Folha de S. Paulo


Venda da Escola da Vila para grupo empresarial deixa pais apreensivos

Com uma educação humanista e um projeto considerado "alternativo" desde a fundação, em 1980, a Escola da Vila, de São Paulo, virou alvo de um fato relevante (informe de empresas de capital aberto) em fevereiro deste ano, com referências ao "investimento" no colégio, "metas de transição" e outros termos do mercado financeiro.

Desde então, um clima de apreensão domina as conversas da comunidade escolar –que teme mudanças da linha pedagógica com a venda do colégio ao Bahema, grupo empresarial que se associou a uma escola no Rio e negocia outra em Belo Horizonte.

Keiny Andrade/Folhapress
Movimentação de pais e funcionários na entrada da Escola da Vila, na zona oeste de São Paulo
Movimentação de pais e funcionários na entrada da Escola da Vila, na zona oeste de São Paulo

Hoje com 1.556 alunos em três unidades, e mensalidades de R$ 3.177 no ensino médio, a Escola da Vila surgiu na Vila Madalena, daí o nome. Mais tarde, a sede foi transferida para o Butantã, também na zona oeste. As outras unidades ficam no Morumbi e na Granja Viana.

Segundo Silvia Casa Nova, 49, professora da USP e mãe de uma aluna do 4º ano, o anúncio foi uma surpresa. A notícia chegou para os pais e professores pela imprensa.

"A maior de nossas apreensões é a reconstituição da relação de confiança na comunidade da Escola da Vila que garanta a defesa e conservação do patrimônio pedagógico cultural da escola, expresso em seu projeto político pedagógico", diz nota preparada para a Folha por um grupo de quatro famílias do qual Nova faz parte.

Segundo o grupo –que inclui Beatriz Gil, Cristina Toledano e o casal Daniel Biral e Gabriela Zemel–, há receio de que essas metas impactem no atendimento da escola. Eles temem o aumento no número de alunos por turma sem expansão do corpo docente, cortes de atividades extras e alta de preços.

"Ninguém mais do corpo pedagógico pode nos trazer a segurança que tínhamos antes, porque basicamente a escola tem outro dono e ele dialoga com a comunidade por meio das leis do mercado e não pela construção coletiva com a comunidade escolar", diz o texto dos pais. Uma carta aberta de funcionários expõe preocupações com uma possível precarização das relações de trabalho.

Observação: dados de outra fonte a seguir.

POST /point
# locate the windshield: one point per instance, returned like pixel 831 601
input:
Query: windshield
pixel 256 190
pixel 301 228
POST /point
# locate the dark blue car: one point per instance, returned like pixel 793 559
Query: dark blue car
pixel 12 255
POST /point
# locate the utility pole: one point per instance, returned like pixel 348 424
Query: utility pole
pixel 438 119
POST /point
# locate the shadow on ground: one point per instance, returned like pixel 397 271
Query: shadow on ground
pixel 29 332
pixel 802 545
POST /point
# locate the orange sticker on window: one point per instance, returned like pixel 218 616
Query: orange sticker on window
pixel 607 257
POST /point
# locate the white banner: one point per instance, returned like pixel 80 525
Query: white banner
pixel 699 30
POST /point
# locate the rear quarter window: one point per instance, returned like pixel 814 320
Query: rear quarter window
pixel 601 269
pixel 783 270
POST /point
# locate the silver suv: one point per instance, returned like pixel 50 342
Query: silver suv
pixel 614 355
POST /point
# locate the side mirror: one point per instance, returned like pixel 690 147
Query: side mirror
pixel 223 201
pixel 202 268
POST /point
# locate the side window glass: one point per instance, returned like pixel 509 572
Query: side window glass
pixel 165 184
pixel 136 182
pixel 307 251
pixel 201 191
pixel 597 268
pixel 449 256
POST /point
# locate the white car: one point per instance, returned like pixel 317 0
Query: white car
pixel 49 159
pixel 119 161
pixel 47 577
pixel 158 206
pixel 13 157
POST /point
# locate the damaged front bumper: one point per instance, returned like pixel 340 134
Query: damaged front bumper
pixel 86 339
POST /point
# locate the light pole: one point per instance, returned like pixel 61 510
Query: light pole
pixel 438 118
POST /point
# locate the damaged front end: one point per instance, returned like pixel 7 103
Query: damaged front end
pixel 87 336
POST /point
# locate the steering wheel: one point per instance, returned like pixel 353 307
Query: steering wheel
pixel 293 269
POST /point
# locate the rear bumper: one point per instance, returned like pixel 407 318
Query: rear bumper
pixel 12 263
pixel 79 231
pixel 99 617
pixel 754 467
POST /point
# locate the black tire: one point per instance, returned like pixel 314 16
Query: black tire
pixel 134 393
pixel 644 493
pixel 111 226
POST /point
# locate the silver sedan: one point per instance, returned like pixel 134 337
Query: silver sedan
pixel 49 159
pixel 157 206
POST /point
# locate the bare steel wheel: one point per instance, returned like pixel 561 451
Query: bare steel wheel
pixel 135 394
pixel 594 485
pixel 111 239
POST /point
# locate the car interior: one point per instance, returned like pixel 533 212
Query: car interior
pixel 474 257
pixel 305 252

O Grupo Bahema passou a controlar 80% da Escola da Vila, em uma operação de R$ 34 milhões. A negociação ainda envolveu a compra, por R$ 7,7 milhões, de 5% da Escola Parque, do Rio, outra instituição reconhecida por seu projeto inovador. Esse movimento marca a criação de um braço educacional no Bahema, focado por enquanto na educação básica.

Frederico Marques Affonso Ferreira, diretor presidente do grupo, afirma que não há planos de mudanças. "A gente escolheu essas escolas por terem o mesmo perfil. Não há pretensão de mudar algo porque nos associamos a elas exatamente por causa dos projetos pedagógicos."

Segundo Ferreira, as escolas são lucrativas, mas podem ser ainda mais, mantendo o "DNA" das instituições. "A garantia disso é a continuidade da direção pedagógica." A diretora e sócia da escola, Sônia Barreira, diz que a associação ao grupo ocorre para melhorar o enfrentamento à concorrência, acirrada nos últimos anos. O plano, por enquanto, é preencher 800 vagas ociosas (a maioria na unidade mais nova, na Granja Viana).

"A empresa poderia comprar outras escolas, mas essa sociedade é uma validação do que a escola é. E a escola não é nada mais que seu projeto. Nossa preocupação é garantir a perenidade dele", diz ela, na escola há 37 anos.

Outro fator de apreensão de pais foi a participação do diretor de Relação com Investidores do grupo, Guilherme Affonso Ferreira Filho, na organização de um debate em 2016 com ideias diferentes das pregadas pela Escola da Vila.

No evento, foram defendidas medidas como a extinção de disciplinas de humanidades, além de ataques ao educador Paulo Freire. O cientista político João Feres Júnior, da UERJ, cujo filho estuda na Escola Parque, do Rio, tem a mesma preocupação: "O Guilherme [do Bahema] tem um posicionamento público liberal, de direita, que é contrário aos valores da escola. Isso me preocupa".

De acordo com Frederico Ferreira, nada do que foi dito no encontro (que fez parte do Fórum Liberdade e Democracia, realizado em São Paulo) representa a opinião do Bahema. "Também não é a opinião pessoal do Guilherme, somos inclusive contra o projeto Escola Sem Partido."

A direção da escola ainda conversa com os pais sobre a transação. O Bahema também anunciou que está em negociações avançadas para a compra da escola Balão Vermelho, em Belo Horizonte.